Отныне называть в СМИ, в том числе и в интернет-изданиях, имена детей, подвергшихся насилию, нельзя. Президент подписал закон, запрещающий распространение информации о несовершеннолетних, пострадавших от противоправных действий, позволяющей прямо или косвенно идентифицировать конкретного ребёнка. Спасёт ли эта норма детей от жестоких взрослых или, напротив, они окажутся ещё более беззащитными?

Первый снаряд - пошёл!

Несмотря на то, что Владимир Путин совсем недавно однозначно высказался против введения в стране ювенальной юстиции, она упорно и настойчиво проталкивается в нашу жизнь. Тихо и незаметно принят закон, который уничтожает право родителей на защиту собственного ребёнка.

Его первое чтение прошло в Госдуме 11 декабря, второе и третье – одновременно и поспешно – 22 марта, а уже 27-го он был утверждён Советом Федерации. Вероятно, кто-то очень торопился и боялся осечки.

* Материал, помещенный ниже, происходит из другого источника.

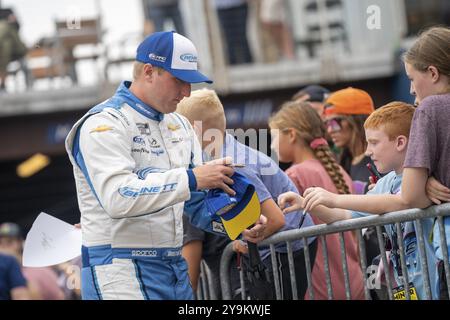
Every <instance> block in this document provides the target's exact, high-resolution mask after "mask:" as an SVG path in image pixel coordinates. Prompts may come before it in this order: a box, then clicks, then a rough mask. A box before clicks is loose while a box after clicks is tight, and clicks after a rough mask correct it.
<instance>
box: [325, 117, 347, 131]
mask: <svg viewBox="0 0 450 320" xmlns="http://www.w3.org/2000/svg"><path fill="white" fill-rule="evenodd" d="M342 120H344V118H333V119H330V120H326V121H324V124H325V127H326V128H327V130H329V129H330V130H331V131H333V132H334V131H341V130H342Z"/></svg>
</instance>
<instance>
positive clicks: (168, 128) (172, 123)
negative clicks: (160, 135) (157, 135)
mask: <svg viewBox="0 0 450 320" xmlns="http://www.w3.org/2000/svg"><path fill="white" fill-rule="evenodd" d="M167 128H168V129H169V130H171V131H177V130H178V129H180V125H179V124H173V123H169V124H168V125H167Z"/></svg>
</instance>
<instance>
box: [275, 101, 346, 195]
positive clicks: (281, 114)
mask: <svg viewBox="0 0 450 320" xmlns="http://www.w3.org/2000/svg"><path fill="white" fill-rule="evenodd" d="M269 125H270V127H271V128H273V129H279V130H283V129H288V128H292V129H295V132H296V135H297V137H298V138H299V139H300V140H301V141H303V142H304V144H305V145H306V146H308V147H309V148H311V149H312V151H313V153H314V156H315V157H316V158H317V160H319V161H320V163H321V164H322V166H323V167H324V168H325V170H326V171H327V173H328V175H329V176H330V178H331V180H332V181H333V184H334V185H335V186H336V189H337V190H338V193H339V194H349V193H350V188H349V186H348V185H347V183H346V182H345V179H344V176H343V175H342V172H341V168H340V167H339V165H338V163H337V162H336V160H335V158H334V157H333V154H332V152H331V150H330V147H329V146H328V143H327V142H326V140H325V139H324V137H325V133H326V130H325V126H324V124H323V122H322V120H321V119H320V116H319V115H318V114H317V112H316V111H315V110H314V109H313V108H312V107H311V106H310V105H309V103H307V102H287V103H285V104H283V105H282V106H281V109H280V110H279V111H278V112H277V113H276V114H275V115H274V116H272V117H271V118H270V119H269Z"/></svg>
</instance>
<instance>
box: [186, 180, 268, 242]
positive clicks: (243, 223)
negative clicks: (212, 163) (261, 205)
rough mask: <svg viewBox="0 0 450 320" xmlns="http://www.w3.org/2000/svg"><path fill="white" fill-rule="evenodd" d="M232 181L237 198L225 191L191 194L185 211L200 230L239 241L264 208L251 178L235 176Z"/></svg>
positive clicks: (232, 185) (197, 192) (208, 191)
mask: <svg viewBox="0 0 450 320" xmlns="http://www.w3.org/2000/svg"><path fill="white" fill-rule="evenodd" d="M231 179H233V181H234V184H233V185H232V186H231V188H232V189H233V190H234V191H236V195H235V196H234V197H231V196H229V195H228V194H226V193H225V192H223V191H222V190H221V189H214V190H209V191H208V192H203V191H197V192H191V199H190V200H188V201H186V202H185V210H184V211H185V214H186V215H187V216H188V218H189V222H190V223H191V224H193V225H194V226H196V227H197V228H200V229H203V230H205V231H208V232H212V233H216V234H220V235H222V236H224V235H226V236H228V237H229V238H230V239H231V240H235V239H236V238H237V237H238V236H239V235H240V234H241V233H242V231H244V230H245V229H247V228H248V227H250V226H251V225H252V224H254V223H255V222H256V221H257V220H258V218H259V216H260V214H261V206H260V203H259V199H258V196H257V194H256V192H255V187H254V185H253V184H251V182H250V181H249V180H248V179H247V178H245V177H244V176H243V175H241V174H239V173H237V172H235V173H234V174H233V175H232V176H231Z"/></svg>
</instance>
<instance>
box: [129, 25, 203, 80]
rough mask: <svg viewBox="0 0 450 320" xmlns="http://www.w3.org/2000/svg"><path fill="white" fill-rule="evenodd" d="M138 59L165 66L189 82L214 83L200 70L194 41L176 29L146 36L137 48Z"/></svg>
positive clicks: (169, 72)
mask: <svg viewBox="0 0 450 320" xmlns="http://www.w3.org/2000/svg"><path fill="white" fill-rule="evenodd" d="M136 61H139V62H142V63H149V64H151V65H152V66H155V67H160V68H163V69H164V70H166V71H168V72H169V73H170V74H172V75H173V76H174V77H175V78H178V79H180V80H182V81H185V82H188V83H200V82H207V83H212V81H211V80H210V79H208V78H207V77H206V76H204V75H203V74H201V73H200V72H199V71H198V66H197V49H196V48H195V46H194V44H193V43H192V41H191V40H189V39H188V38H186V37H184V36H182V35H180V34H178V33H176V32H174V31H168V32H155V33H153V34H152V35H150V36H148V37H147V38H145V39H144V41H142V43H141V44H140V45H139V47H138V48H137V53H136Z"/></svg>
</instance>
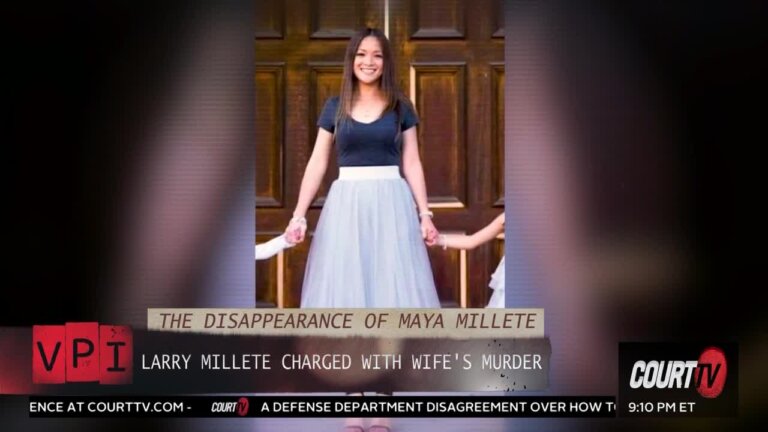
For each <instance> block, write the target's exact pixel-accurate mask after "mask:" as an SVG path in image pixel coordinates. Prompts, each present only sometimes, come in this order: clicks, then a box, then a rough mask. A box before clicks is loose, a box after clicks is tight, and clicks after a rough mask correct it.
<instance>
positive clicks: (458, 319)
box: [147, 308, 544, 339]
mask: <svg viewBox="0 0 768 432" xmlns="http://www.w3.org/2000/svg"><path fill="white" fill-rule="evenodd" d="M147 328H148V329H150V330H163V331H175V332H188V333H209V334H220V335H254V334H258V335H261V336H330V337H354V336H360V337H388V338H393V337H397V338H439V339H446V338H448V339H470V338H542V337H544V309H535V308H531V309H148V310H147Z"/></svg>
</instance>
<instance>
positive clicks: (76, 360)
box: [32, 322, 133, 384]
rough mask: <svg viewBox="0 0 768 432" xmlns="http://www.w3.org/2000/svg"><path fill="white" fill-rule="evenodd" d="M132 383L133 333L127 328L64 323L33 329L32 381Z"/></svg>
mask: <svg viewBox="0 0 768 432" xmlns="http://www.w3.org/2000/svg"><path fill="white" fill-rule="evenodd" d="M132 380H133V332H132V331H131V328H130V327H128V326H110V325H101V326H100V325H99V324H98V323H95V322H90V323H66V324H65V325H39V326H33V327H32V382H33V383H35V384H63V383H65V382H99V383H100V384H130V383H131V382H132Z"/></svg>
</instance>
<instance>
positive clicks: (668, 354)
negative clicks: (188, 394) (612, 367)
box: [618, 342, 739, 417]
mask: <svg viewBox="0 0 768 432" xmlns="http://www.w3.org/2000/svg"><path fill="white" fill-rule="evenodd" d="M738 369H739V350H738V344H736V343H733V342H722V343H720V342H695V343H693V342H682V343H661V342H621V343H619V399H618V400H619V404H618V412H619V416H629V417H632V416H644V417H649V416H664V417H732V416H736V415H738V398H739V396H738V395H739V371H738Z"/></svg>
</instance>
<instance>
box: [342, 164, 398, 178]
mask: <svg viewBox="0 0 768 432" xmlns="http://www.w3.org/2000/svg"><path fill="white" fill-rule="evenodd" d="M398 178H400V167H398V166H397V165H384V166H363V167H339V180H374V179H398Z"/></svg>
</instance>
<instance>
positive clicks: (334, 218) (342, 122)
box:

В итоговом варианте содержатся следующие юридические понятия и нормы:

– обозначен признак опасности – "противоправные действия (бездействие)";

– расписан перечень информации, запрещённой к распространению: включая фамилии, имена, отчества, фото- и видеоизображения такого несовершеннолетнего, его родителей и иных законных представителей, дату рождения такого несовершеннолетнего, аудиозапись его голоса, место его жительства, иную информацию, позволяющую прямо или косвенно установить личность;

– составлен список «исключений из правил» – тех случаев, когда распространение такой информации осуществляется в целях защиты прав и законных интересов несовершеннолетнего:

1) с согласия несовершеннолетнего, достигшего четырнадцатилетнего возраста, и его законного представителя;

2) с согласия законного представителя несовершеннолетнего, не достигшего четырнадцатилетнего возраста;

3) без согласия несовершеннолетнего, достигшего четырнадцатилетнего возраста, и (или) законного представителя такого несовершеннолетнего, если получить это согласие невозможно либо если законный представитель является подозреваемым или обвиняемым в совершении данных противоправных действий;

– отдельно указано, что в случае преступления против половой неприкосновенности и половой свободы личности распространение информации допускается «только в целях расследования преступления, установления лиц, причастных к совершению преступления, розыска пропавших несовершеннолетних».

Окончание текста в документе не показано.